The toxicological effects of zinc oxide nanoparticles (ZnO-NPs) are attracting increasing concern as the field of nanotechnology progresses. Although the literature suggests that toxicity of ZnO-NPs may be related to their dissolution, the mechanism for ZnO-NP perturbation of cytosolic zinc concentration ([Zn2+](c)) homeostasis remains obscure. Using FluoZin-3 and RhodZin-3, this study investigated changes in both [Zn2+](c) and mitochondrial free Zn2+ concentration ([Zn2+](m)) under conditions of ZnO-NP treatment in vivo and in vitro.
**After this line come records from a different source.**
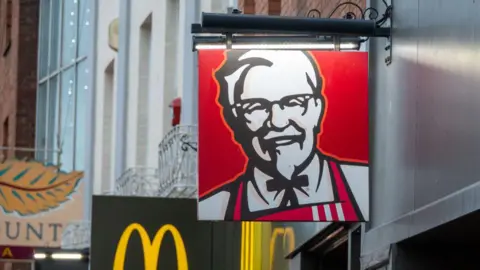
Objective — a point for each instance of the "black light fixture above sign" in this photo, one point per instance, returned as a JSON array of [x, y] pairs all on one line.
[[240, 31]]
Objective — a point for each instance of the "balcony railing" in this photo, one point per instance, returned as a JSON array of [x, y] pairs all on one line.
[[177, 162], [176, 176], [76, 235]]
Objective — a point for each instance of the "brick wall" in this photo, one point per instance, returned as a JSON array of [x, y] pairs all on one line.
[[18, 73], [298, 7]]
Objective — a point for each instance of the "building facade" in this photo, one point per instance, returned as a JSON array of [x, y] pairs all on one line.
[[144, 62], [65, 97], [18, 43]]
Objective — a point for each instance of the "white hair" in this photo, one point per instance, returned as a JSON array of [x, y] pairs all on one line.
[[283, 59]]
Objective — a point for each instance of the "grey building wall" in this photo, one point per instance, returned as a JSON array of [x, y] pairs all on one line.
[[424, 149]]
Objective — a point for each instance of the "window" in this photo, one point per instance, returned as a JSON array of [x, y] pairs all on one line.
[[64, 80]]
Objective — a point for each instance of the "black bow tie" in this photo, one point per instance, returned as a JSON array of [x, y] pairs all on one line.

In human leukemia Jurkat cells and human lung carcinoma H1355 cells, ZnO-NP treatment resulted in an elevation of both [Zn2+](c) and [Zn2+](m). In H1355 cells, ZnO-NP treatment induced depolarization of mitochondrial membrane potential, as well as caspase-3 activation and lactic dehydrogenase (LDH) release. In our in vivo experiments, when rats were exposed to ZnO-NPs, higher [Zn2+](c) and [Zn2+](m) were recorded in both broncho-alveolar lavage (BAL) cells and white blood cells isolated from ZnO-NP-exposed rats, compared with high efficiency particulate air-filter-protected controls LDH levels were also elevated in the BAL of ZnO-NP-exposed rats compared with controls. A mechanical toxicological pathway for ZnO-NP toxicity is suggested by these results: an elevation in [Zn2+](c) resulting from ZnO-NP dissolution in the intracellular endosome; cytosolic Zn2+ sequestration by mitochondria; and elevated [Zn2+](m) leading to mitochondrial dysfunction, caspase activation, and cell apoptosis. We conclude that exposure to ZnO-NPs interferes with the homeostasis of [Zn2+](c,) and that elevated [Zn2+](c) results in cell apoptosis.